Narrative in healthcare: healing patients, practitioners, profession and community
JD Engel et al (2009) • Oxon: Radcliffe Medical Press
The sub-heading of this book is interesting as it implies the practitioners and profession are also unwell - or at least in need of some form of remedial and therapeutic intervention.
After reading the book, replete with references to social and philosophical theory, famous prose and literary accounts of individual patients' stories, the reader is more informed and inclined to change practice or the principles upon which practice is predicated.
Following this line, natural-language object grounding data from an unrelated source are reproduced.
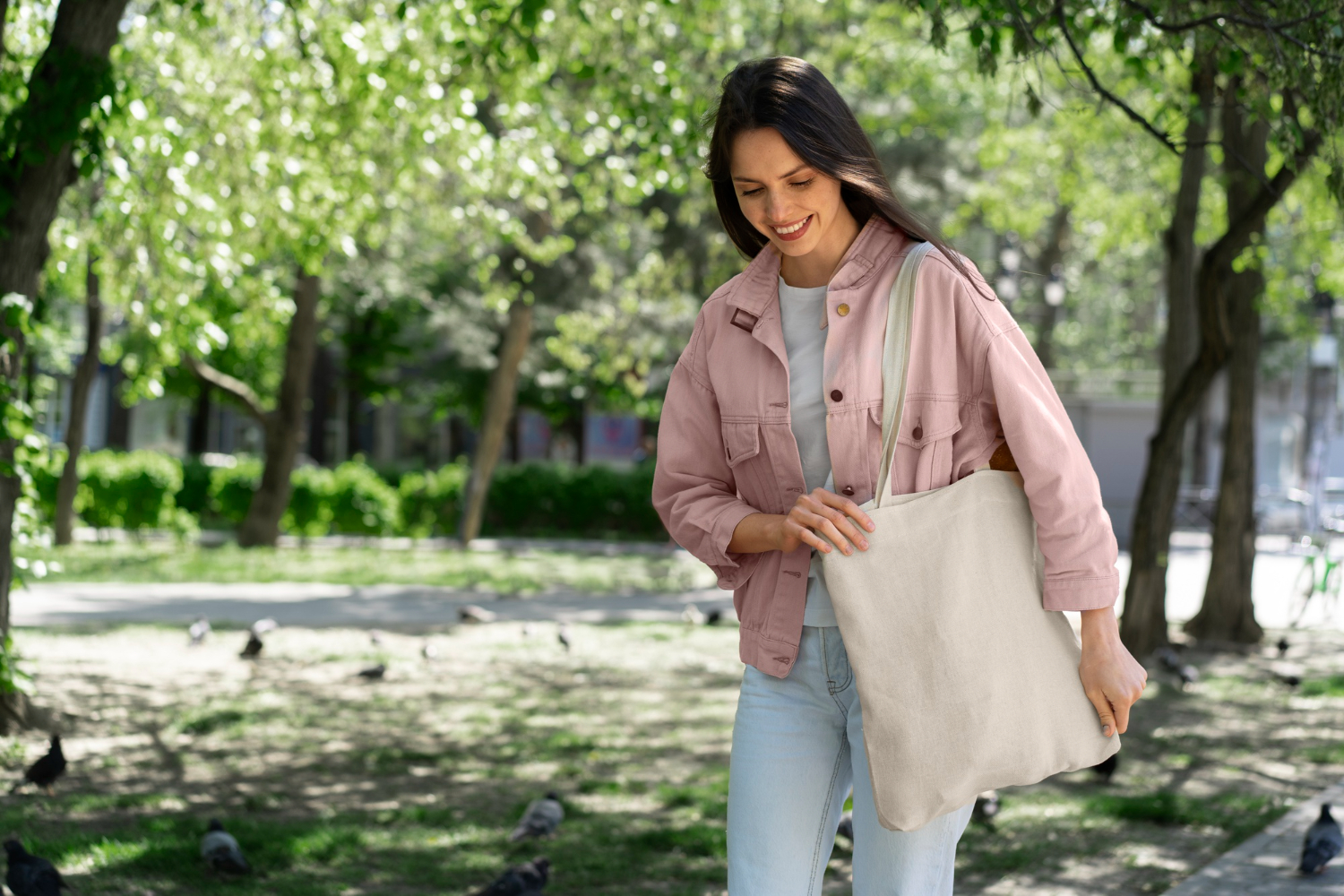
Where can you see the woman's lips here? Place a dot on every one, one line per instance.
(797, 234)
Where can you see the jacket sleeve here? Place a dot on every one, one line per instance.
(1073, 528)
(694, 490)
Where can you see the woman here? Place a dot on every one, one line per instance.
(771, 440)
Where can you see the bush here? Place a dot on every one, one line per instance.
(231, 487)
(559, 500)
(432, 501)
(309, 512)
(362, 503)
(131, 490)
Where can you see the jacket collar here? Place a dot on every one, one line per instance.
(876, 242)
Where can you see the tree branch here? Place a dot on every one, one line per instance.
(1064, 27)
(233, 387)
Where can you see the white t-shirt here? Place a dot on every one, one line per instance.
(801, 314)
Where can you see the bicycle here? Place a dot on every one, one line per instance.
(1308, 583)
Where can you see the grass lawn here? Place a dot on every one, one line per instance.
(341, 788)
(521, 571)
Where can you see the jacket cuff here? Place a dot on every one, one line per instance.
(733, 568)
(1081, 594)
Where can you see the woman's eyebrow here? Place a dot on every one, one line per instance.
(752, 180)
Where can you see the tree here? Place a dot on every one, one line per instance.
(43, 145)
(1290, 56)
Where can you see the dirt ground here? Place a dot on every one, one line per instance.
(410, 785)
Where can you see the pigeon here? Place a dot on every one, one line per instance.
(198, 632)
(1105, 770)
(846, 826)
(986, 807)
(1187, 673)
(253, 648)
(527, 879)
(31, 874)
(1322, 844)
(46, 770)
(540, 820)
(473, 614)
(222, 852)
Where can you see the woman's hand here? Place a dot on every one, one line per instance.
(814, 514)
(1112, 678)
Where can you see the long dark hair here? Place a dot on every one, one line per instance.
(793, 97)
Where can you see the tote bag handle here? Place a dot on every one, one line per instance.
(895, 362)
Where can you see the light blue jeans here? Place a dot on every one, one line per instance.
(797, 747)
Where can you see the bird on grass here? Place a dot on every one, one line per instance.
(222, 852)
(693, 616)
(1187, 673)
(31, 874)
(527, 879)
(198, 632)
(846, 826)
(1322, 844)
(986, 809)
(540, 818)
(1105, 770)
(46, 770)
(473, 614)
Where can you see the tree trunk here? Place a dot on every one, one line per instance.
(499, 410)
(1144, 621)
(1051, 254)
(1144, 624)
(70, 75)
(284, 426)
(1228, 613)
(198, 435)
(85, 374)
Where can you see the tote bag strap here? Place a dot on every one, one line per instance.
(895, 362)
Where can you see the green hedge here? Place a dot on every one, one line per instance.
(145, 489)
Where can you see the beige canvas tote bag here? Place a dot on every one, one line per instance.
(965, 681)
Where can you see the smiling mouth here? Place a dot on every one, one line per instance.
(792, 228)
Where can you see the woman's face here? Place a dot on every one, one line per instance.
(784, 198)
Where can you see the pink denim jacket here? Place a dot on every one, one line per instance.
(726, 449)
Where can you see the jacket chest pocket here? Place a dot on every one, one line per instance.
(924, 444)
(745, 458)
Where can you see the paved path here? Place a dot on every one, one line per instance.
(331, 605)
(1266, 864)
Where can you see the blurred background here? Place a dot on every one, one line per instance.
(344, 327)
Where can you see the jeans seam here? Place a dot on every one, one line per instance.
(822, 831)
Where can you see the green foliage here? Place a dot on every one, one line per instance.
(362, 503)
(556, 498)
(129, 490)
(430, 501)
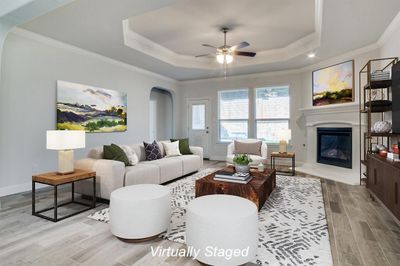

Narrative-based books have become ubiquitous, their commonness and commonality often emphasising the discord felt by patient and staff alike. This book is perhaps the most scholarly of the recent publications and could be a difficult read for someone like me, not versed in the language of epistemological phenomenology (whatever that means).
The art of caring
However, through the use of salient examples, an interactive learning element and suggested further activities and reading in each chapter, the reader sees - and often feels - vivid patterns and paradigms of the care experience from a variety of perspectives.
Not all of the text is grounded in arcane theory and language - indeed some of the more powerful and resonant pieces reflected upon items such as the poem written by a first year medical student in response to his first cadaver or Tolstoy's fictional Ivan Ilyich as he died from cancer in an uncaring environment.
A book to get from the library if you value or enjoy the significance of story telling as applied to health care.